Аргументация св. Августина, опровергающая манихейское учение, складывается из следующих положений: принципиальная субъективность в оценке конкретных вещей (принадлежность по умолчанию всего живого к темной или светлой природе); зло не может в философском смысле обосновать свое существование; злое начало на основании своей самостоятельности является вторым богом; некорректное использование термина hyle дискредитирует манихейскую терминологию; если бы у манихеев было представление о свободе воли, оно устранило бы необходимость во второй природе.

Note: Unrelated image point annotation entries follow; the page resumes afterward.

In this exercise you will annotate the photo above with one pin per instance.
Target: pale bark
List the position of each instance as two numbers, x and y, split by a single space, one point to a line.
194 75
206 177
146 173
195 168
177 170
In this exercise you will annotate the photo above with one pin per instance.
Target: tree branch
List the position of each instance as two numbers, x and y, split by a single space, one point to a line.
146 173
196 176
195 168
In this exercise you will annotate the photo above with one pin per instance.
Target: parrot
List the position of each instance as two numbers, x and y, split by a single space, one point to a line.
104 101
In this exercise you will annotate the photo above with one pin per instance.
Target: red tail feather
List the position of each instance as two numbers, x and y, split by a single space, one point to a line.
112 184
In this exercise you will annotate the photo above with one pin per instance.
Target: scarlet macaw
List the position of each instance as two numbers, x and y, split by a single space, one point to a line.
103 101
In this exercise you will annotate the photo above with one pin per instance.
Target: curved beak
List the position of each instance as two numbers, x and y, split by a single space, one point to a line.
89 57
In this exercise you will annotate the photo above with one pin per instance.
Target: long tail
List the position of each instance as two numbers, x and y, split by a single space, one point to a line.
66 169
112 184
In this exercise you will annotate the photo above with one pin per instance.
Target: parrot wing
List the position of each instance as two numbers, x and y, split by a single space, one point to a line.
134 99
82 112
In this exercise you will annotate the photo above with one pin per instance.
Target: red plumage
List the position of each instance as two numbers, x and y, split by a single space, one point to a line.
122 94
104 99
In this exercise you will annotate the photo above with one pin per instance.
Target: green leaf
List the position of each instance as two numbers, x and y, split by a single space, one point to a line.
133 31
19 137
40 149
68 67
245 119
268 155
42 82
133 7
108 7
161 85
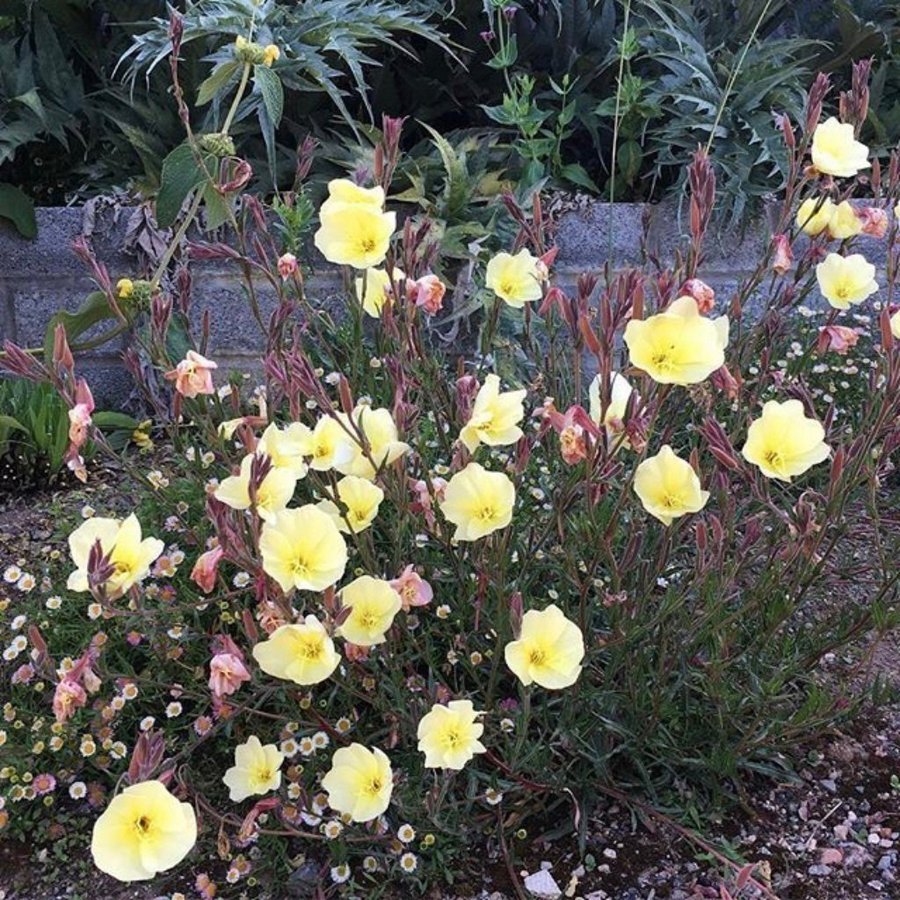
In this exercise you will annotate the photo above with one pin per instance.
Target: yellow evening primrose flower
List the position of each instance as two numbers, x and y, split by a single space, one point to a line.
478 502
846 279
515 279
357 504
286 447
373 603
844 222
836 151
549 650
272 496
303 652
784 442
373 289
678 345
814 215
256 770
359 782
377 425
329 445
355 235
495 417
302 548
143 831
668 486
130 555
448 735
614 418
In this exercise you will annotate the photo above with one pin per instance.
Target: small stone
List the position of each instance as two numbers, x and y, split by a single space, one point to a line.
542 884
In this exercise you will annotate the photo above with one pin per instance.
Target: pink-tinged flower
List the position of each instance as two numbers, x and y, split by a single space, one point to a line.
427 293
704 295
784 256
23 675
193 375
227 673
68 696
838 338
43 784
873 220
412 588
206 568
287 265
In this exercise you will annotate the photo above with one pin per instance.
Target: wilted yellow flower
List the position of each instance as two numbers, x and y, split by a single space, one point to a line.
354 230
836 151
271 53
678 345
256 770
130 556
515 279
272 496
668 486
329 445
846 279
478 502
359 782
814 215
549 650
360 499
303 653
784 442
377 425
143 831
373 289
614 418
302 548
495 417
373 603
448 735
286 447
844 222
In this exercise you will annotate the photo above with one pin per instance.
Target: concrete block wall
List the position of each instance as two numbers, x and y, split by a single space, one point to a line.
40 277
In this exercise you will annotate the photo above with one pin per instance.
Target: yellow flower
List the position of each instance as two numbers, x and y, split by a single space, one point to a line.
448 735
359 782
478 502
256 770
377 425
668 486
783 442
355 234
373 603
143 831
614 418
814 215
271 53
844 222
846 279
373 289
836 151
360 498
678 345
515 279
302 548
286 448
549 650
329 445
495 417
302 653
130 556
272 495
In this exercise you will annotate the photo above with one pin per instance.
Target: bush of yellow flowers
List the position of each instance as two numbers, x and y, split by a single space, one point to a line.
399 597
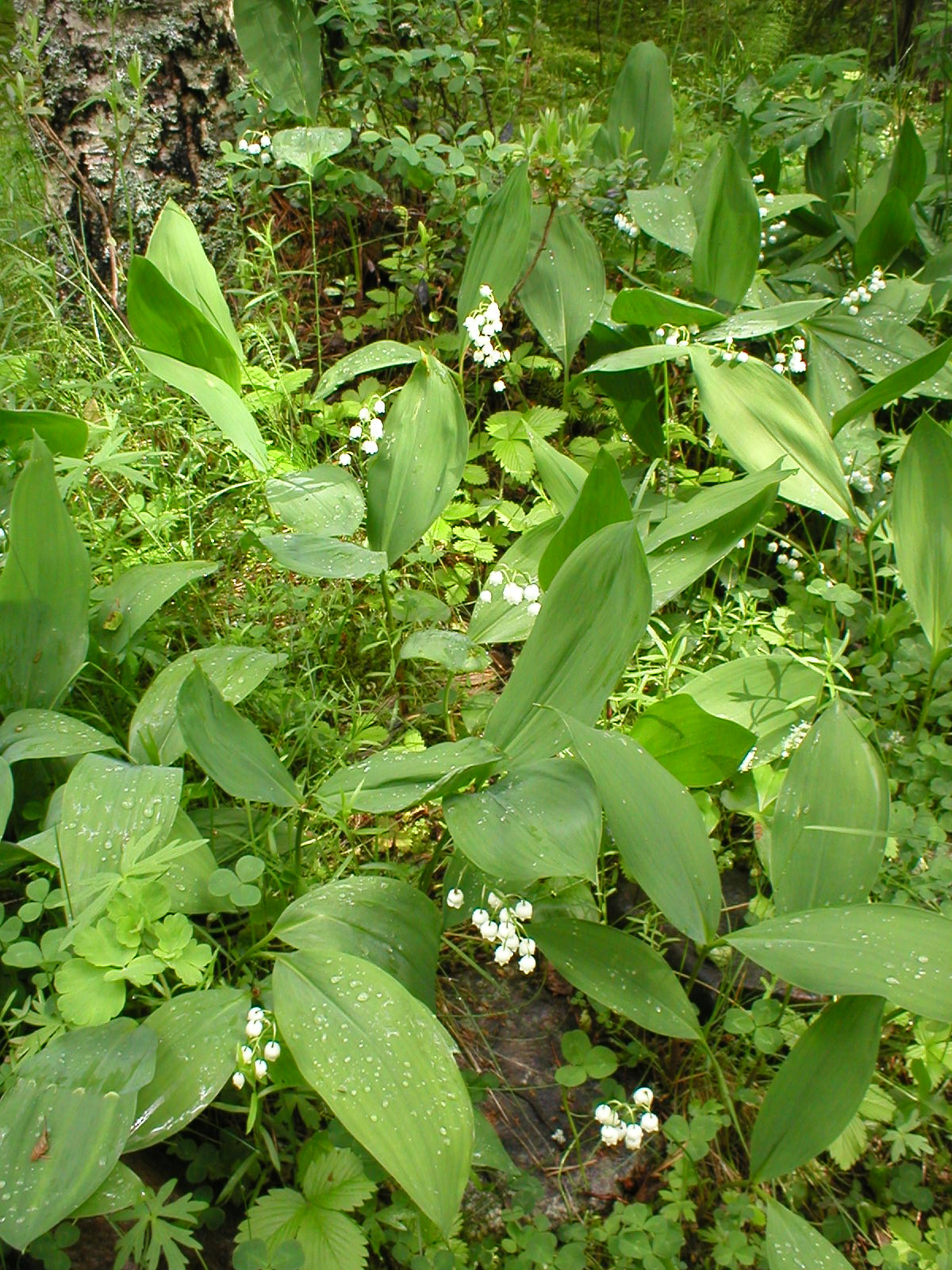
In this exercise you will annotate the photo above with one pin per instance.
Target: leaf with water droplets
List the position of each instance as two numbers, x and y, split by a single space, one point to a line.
382 920
197 1034
619 972
541 821
793 1244
879 950
385 1067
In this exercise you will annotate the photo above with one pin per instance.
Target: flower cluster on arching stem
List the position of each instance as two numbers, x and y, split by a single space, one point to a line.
628 1123
482 325
513 592
503 925
259 1048
368 431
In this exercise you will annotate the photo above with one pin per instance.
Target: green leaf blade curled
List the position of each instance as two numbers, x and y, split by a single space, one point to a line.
281 42
762 418
922 527
175 249
164 321
420 460
729 235
228 747
602 501
793 1244
643 103
877 950
44 592
566 289
818 1089
385 1068
381 920
619 972
541 821
658 829
590 622
831 819
498 251
219 400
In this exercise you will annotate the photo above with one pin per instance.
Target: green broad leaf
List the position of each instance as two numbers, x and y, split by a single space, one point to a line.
497 622
228 747
6 794
908 168
831 819
766 694
385 1068
452 649
619 972
48 734
381 920
541 821
219 400
177 252
44 592
281 42
819 1087
877 950
107 806
666 215
761 417
315 556
197 1038
393 779
727 247
420 460
590 622
631 393
566 289
922 527
693 537
641 306
378 356
658 829
306 149
164 321
127 603
880 344
498 251
696 747
324 501
61 433
765 321
635 359
793 1244
155 733
888 233
121 1191
602 501
560 475
57 1146
641 103
894 387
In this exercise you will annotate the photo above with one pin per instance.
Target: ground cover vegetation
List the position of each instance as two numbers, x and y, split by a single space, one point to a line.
524 565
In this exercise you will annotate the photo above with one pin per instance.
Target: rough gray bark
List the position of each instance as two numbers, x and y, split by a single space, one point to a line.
108 187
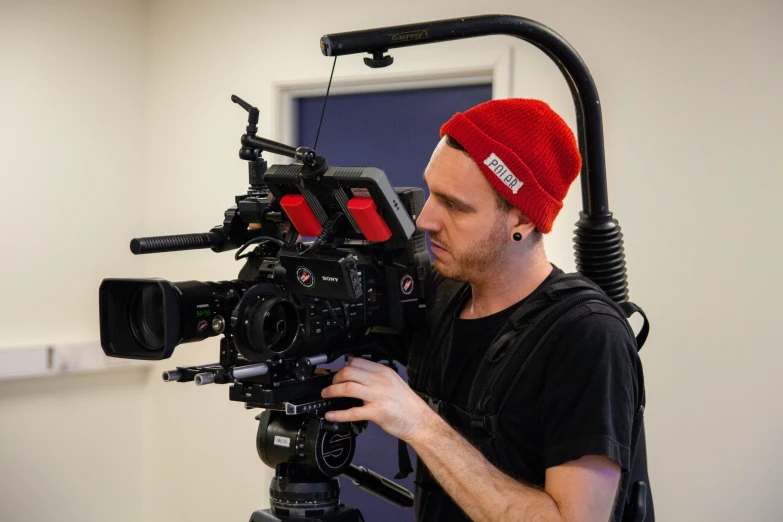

Carnalia phantasmata. Поскольку св. Августин исходит из того, что все манихейское учение изначально является искажением, выдумкой, то в его словоупотреблении присутствуют многочисленные эпитеты, определяющие само учение и его положения в качестве фантастических, воображаемых, надуманных, пустых и ложных (phantasmae, fictae, nugae, falsae, vanae, fallaciae etc. и производные от них). Некоторые из этих слов не имеют однозначно негативных коннотаций, но используются в негативном контексте, поскольку манихейские "сказки" или "басни" с точки зрения Церкви весьма небезобидно и наполнено не просто выдумками и фантазиями, но и вполне лживыми и коварными идеями. Причем св. Августин представляет манихейскую мифологию через полный спектр человеческой несознательности — от puer ludibrum через muliebre avocamentum до aniculare deliramentum. Такой трехступенчатой риторической формой он отсылает к манихейской идее "трех веков", что в свою очередь выводит манихейское учение как некое (не вполне удачное) театральное представление — с завязкой (довольно скомканной), кульминацией (малодинамичной) и драматическим финалом (exitus theatricus, который тоже не особенно очевиден и имеет место только в случае неполного успеха в разделении света и тьмы и низвержении части неочистившихся от смешения частиц света в царство вечного мрака). Куделла отмечает, что на уровне лексики св. Августин дополнительно обыгрывает "губительный конец" этой трехчастной схемы — initium truncum et medium putridum et finem ruinosum — называя священный текст манихеев epistula ruinosi fundamenti: таким образом, начало и конец всей истории как бы замыкаются в своей разрушительной бессмысленности. Глава о воображаемых материях тематизирует манихейскую онтологию и мифологию с точки зрения ее полемического выражения св. Августином в качестве литературного вымысла, подобного античному театру, рассказывавшему истории о богах и героях, полному жестокости, непреодолимого рока и фантастических деталей. Глава дополнена тремя экскурсами — о возможном указании в c. Faust. 15 на манихейский гимн, описывающий структуру царства света; о возможной идентификации в манихейской мифологии homo primus и Христа; а также о предположительном месте эпизода с искушением архонтов в мифологической хронологии.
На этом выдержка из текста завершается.